Ini pula yang membuatnya nasibnya sama dengan nasib Aceh: sama-sama tidak jelas. Pengungkapan siapa aktor intelektual pembunuhan Munir masih suram, dengan bebasnya Muchdi Pr pada 31 Desember 2008 silam. Praktis, hanya operator lapangan, Polycarpus Budihari Priyanto yang dihukum berat: 14 tahun penjara.

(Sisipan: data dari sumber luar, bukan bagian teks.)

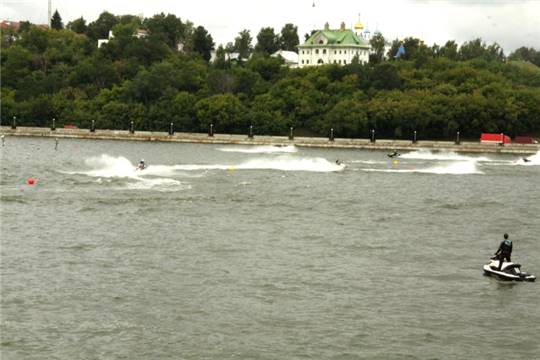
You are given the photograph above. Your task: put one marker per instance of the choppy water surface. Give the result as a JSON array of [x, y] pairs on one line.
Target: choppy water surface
[[218, 252]]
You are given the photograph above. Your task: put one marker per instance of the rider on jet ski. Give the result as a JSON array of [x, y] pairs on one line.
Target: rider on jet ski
[[504, 251], [394, 154], [142, 165]]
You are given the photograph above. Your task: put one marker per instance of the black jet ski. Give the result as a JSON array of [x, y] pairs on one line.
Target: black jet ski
[[393, 154], [509, 271]]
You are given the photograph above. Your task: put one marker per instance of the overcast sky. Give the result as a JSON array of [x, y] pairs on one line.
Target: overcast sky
[[511, 23]]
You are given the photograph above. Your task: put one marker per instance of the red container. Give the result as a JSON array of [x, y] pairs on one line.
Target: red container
[[525, 140]]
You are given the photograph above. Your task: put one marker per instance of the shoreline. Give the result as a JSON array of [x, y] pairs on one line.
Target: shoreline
[[322, 142]]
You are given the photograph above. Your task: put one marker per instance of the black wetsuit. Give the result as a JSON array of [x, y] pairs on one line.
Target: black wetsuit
[[504, 252]]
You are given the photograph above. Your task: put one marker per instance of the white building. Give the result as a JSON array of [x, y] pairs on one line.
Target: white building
[[335, 46], [290, 57]]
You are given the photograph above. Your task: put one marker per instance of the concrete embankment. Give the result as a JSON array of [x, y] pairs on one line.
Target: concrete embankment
[[380, 144]]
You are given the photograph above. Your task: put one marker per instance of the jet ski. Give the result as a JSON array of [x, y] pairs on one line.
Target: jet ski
[[509, 271], [142, 165]]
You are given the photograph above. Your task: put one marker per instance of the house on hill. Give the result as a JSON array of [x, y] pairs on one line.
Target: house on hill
[[334, 47]]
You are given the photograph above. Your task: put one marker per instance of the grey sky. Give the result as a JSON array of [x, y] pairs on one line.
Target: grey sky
[[510, 23]]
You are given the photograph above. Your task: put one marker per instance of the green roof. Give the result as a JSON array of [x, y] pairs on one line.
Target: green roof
[[335, 38]]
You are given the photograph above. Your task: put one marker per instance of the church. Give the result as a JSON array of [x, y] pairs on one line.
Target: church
[[335, 46]]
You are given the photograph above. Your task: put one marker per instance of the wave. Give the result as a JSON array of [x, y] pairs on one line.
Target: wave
[[531, 160], [265, 149], [111, 168], [458, 168], [369, 162], [279, 163], [442, 156]]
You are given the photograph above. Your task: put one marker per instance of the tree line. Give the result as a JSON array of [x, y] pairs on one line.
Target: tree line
[[166, 77]]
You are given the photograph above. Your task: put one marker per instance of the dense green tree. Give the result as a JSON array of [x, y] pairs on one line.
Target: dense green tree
[[203, 43], [78, 26], [100, 28], [435, 91], [288, 40], [526, 54], [225, 112], [267, 41], [56, 21], [242, 44], [168, 28], [221, 61], [378, 44]]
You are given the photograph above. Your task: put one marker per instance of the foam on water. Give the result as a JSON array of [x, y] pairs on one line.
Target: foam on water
[[532, 160], [283, 163], [265, 149], [110, 167], [457, 168], [442, 156]]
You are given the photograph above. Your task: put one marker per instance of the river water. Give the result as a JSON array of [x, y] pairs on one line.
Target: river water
[[219, 252]]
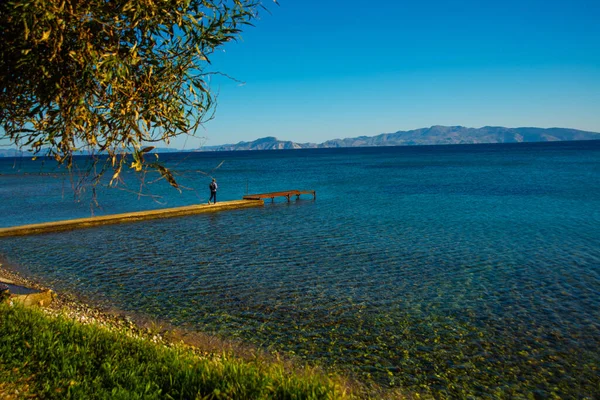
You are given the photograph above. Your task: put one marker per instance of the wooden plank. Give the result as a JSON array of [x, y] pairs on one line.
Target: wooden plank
[[58, 226], [285, 193]]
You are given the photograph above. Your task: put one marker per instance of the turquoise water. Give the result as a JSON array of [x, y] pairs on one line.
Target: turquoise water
[[452, 270]]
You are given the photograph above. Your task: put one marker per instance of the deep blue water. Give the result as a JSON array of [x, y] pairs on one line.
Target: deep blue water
[[443, 269]]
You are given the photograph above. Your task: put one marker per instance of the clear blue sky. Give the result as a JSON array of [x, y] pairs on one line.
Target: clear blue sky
[[324, 69]]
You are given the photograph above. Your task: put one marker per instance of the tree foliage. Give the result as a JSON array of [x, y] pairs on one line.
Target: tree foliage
[[109, 75]]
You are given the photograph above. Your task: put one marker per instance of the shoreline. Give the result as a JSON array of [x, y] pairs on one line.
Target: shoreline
[[84, 311], [81, 310]]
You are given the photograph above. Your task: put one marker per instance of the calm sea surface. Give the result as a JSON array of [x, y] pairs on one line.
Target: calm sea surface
[[442, 269]]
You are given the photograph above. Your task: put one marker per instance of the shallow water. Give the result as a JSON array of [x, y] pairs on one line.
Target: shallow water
[[450, 269]]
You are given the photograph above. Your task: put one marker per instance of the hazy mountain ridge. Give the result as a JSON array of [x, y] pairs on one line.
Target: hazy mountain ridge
[[436, 134]]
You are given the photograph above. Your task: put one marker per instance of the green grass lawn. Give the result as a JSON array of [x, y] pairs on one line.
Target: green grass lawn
[[58, 358]]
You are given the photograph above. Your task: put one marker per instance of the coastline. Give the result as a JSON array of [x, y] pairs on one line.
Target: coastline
[[198, 343], [83, 311]]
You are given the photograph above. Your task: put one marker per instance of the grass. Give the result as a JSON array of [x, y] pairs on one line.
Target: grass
[[54, 357]]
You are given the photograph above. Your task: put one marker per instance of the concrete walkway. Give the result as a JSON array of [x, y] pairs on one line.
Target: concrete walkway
[[126, 217]]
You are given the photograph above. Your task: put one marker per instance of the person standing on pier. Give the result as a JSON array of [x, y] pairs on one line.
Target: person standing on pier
[[213, 191]]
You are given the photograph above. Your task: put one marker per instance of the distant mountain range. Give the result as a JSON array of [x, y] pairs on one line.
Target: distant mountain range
[[425, 136]]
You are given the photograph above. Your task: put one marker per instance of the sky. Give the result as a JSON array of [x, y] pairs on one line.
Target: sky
[[314, 70]]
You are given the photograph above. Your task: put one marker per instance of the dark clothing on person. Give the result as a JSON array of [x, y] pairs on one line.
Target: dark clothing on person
[[213, 192]]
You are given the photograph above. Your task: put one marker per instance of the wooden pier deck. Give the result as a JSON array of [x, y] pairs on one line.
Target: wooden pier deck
[[287, 194], [58, 226]]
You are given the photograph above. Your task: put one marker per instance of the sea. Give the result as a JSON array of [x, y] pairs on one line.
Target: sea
[[450, 271]]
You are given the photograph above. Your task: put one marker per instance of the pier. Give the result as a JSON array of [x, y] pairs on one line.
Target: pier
[[287, 194], [251, 200], [79, 223]]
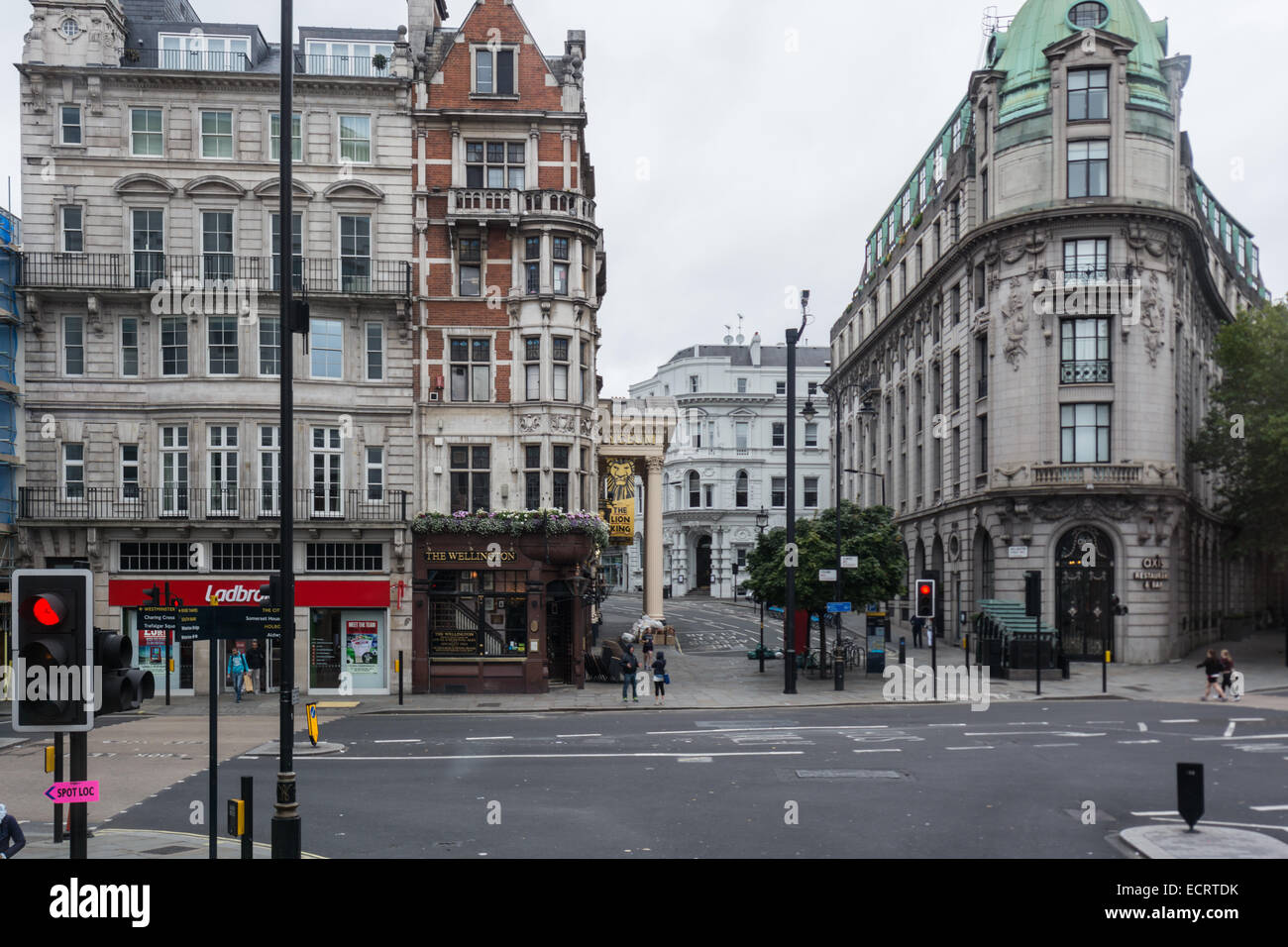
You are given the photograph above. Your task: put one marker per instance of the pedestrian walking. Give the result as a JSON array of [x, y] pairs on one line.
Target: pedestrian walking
[[237, 671], [256, 661], [12, 840], [1211, 667], [660, 678], [630, 665], [1228, 674]]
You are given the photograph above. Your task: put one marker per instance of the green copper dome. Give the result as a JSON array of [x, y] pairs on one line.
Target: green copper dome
[[1018, 52]]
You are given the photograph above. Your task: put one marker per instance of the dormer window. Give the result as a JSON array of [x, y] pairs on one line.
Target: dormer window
[[493, 71]]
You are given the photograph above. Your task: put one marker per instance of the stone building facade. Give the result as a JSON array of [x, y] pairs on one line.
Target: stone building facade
[[729, 457], [150, 146], [1030, 342]]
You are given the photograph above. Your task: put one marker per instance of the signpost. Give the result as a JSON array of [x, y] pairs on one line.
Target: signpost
[[84, 791]]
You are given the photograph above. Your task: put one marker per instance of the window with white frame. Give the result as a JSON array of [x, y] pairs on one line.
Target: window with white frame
[[71, 125], [493, 71], [73, 230], [73, 472], [129, 347], [326, 348], [129, 472], [222, 344], [326, 462], [472, 368], [146, 133], [217, 134], [355, 253], [532, 368], [269, 346], [494, 163], [174, 346], [356, 138], [348, 58], [274, 137], [73, 344], [269, 470], [375, 351], [223, 467], [375, 474], [559, 356]]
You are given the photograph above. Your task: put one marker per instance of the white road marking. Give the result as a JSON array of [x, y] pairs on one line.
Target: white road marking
[[751, 729], [1260, 736], [555, 755]]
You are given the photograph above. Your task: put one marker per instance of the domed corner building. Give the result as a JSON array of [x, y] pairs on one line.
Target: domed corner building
[[1030, 346]]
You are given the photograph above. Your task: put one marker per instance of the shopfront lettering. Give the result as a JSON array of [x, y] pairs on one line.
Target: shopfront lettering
[[465, 556]]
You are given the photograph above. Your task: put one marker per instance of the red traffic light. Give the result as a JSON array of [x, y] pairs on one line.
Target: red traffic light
[[48, 609]]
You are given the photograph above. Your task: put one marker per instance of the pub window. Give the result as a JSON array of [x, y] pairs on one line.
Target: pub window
[[472, 478]]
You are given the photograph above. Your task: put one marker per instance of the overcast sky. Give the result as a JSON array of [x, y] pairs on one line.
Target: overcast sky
[[743, 147]]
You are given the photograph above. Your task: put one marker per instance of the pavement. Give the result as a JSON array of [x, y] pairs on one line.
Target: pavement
[[708, 672]]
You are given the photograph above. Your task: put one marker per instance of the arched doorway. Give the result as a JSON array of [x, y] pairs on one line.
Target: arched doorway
[[1083, 582], [702, 573]]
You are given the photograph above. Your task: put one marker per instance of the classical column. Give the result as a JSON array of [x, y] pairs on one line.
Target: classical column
[[653, 605]]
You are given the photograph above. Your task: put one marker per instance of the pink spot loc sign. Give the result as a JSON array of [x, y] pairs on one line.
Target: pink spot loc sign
[[73, 791]]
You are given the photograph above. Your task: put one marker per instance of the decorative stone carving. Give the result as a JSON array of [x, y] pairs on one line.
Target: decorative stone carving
[[1016, 321]]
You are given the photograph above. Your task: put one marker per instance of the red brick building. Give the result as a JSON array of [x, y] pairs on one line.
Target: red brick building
[[509, 272]]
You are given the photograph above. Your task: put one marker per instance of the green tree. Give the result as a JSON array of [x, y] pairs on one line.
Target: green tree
[[1244, 437], [867, 534]]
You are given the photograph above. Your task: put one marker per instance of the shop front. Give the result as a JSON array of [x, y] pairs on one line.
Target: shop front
[[500, 613], [346, 651]]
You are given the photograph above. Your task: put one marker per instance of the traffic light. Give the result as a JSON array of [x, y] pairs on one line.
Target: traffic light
[[52, 612], [124, 686], [926, 598], [1033, 594], [270, 592]]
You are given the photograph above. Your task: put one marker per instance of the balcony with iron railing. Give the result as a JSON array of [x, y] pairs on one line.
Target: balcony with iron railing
[[130, 504], [141, 269], [475, 202]]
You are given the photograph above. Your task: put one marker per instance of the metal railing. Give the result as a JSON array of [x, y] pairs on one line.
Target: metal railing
[[141, 269], [1086, 372], [207, 504], [185, 59]]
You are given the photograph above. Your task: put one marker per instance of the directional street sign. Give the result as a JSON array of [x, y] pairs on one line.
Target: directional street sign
[[73, 791]]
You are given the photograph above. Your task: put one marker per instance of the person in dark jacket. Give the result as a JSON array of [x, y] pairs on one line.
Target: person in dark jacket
[[630, 665], [660, 678], [12, 840], [1211, 667]]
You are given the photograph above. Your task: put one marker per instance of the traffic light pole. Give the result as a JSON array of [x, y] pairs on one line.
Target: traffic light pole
[[286, 818]]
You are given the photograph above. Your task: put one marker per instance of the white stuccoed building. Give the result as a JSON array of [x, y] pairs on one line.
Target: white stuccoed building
[[729, 458]]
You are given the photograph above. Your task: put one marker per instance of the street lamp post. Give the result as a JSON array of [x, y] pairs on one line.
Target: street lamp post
[[761, 522], [790, 609]]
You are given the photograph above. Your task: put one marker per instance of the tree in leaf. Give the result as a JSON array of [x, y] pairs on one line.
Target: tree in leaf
[[1244, 437]]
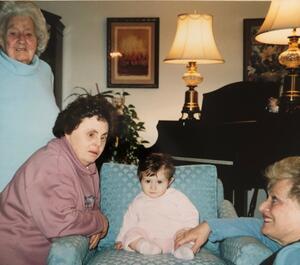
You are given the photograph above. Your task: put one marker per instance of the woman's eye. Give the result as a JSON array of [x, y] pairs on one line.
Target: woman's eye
[[29, 35], [12, 33], [274, 200]]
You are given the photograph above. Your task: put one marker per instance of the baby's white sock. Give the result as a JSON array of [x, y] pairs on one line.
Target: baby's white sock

Begitu juga halnya dengan penyelesaian pelanggaran HAM Aceh masa lalu, tidak juga menemukan titik terang. Para korban belum semuanya mendapatkan keadilan. Memang, di Aceh, hadir Komisi Kebenaran dan Rekonsiliasi (KKR) untuk mengungkap kekejaman di masa lalu. Namun, keberadaan lembaga ini nyaris tidak diketahui: antara ada dan tiada. Boleh jadi, pemerintah di level daerah maupun nasional, sama sekali tidak menganggap adanya lembaga ini.
ADVERTISEMENT
Bagi saya, kasus Munir dan Aceh, jadi preseden buruk betapa negara kehilangan kewibawaannya untuk menuntaskan berbagai kasus pelanggaran HAM dan kejahatan terhadap kemanusiaan di masa lalu. Mengenang Munir sama artinya dengan meratapi nasib Aceh. Menyedihkan! []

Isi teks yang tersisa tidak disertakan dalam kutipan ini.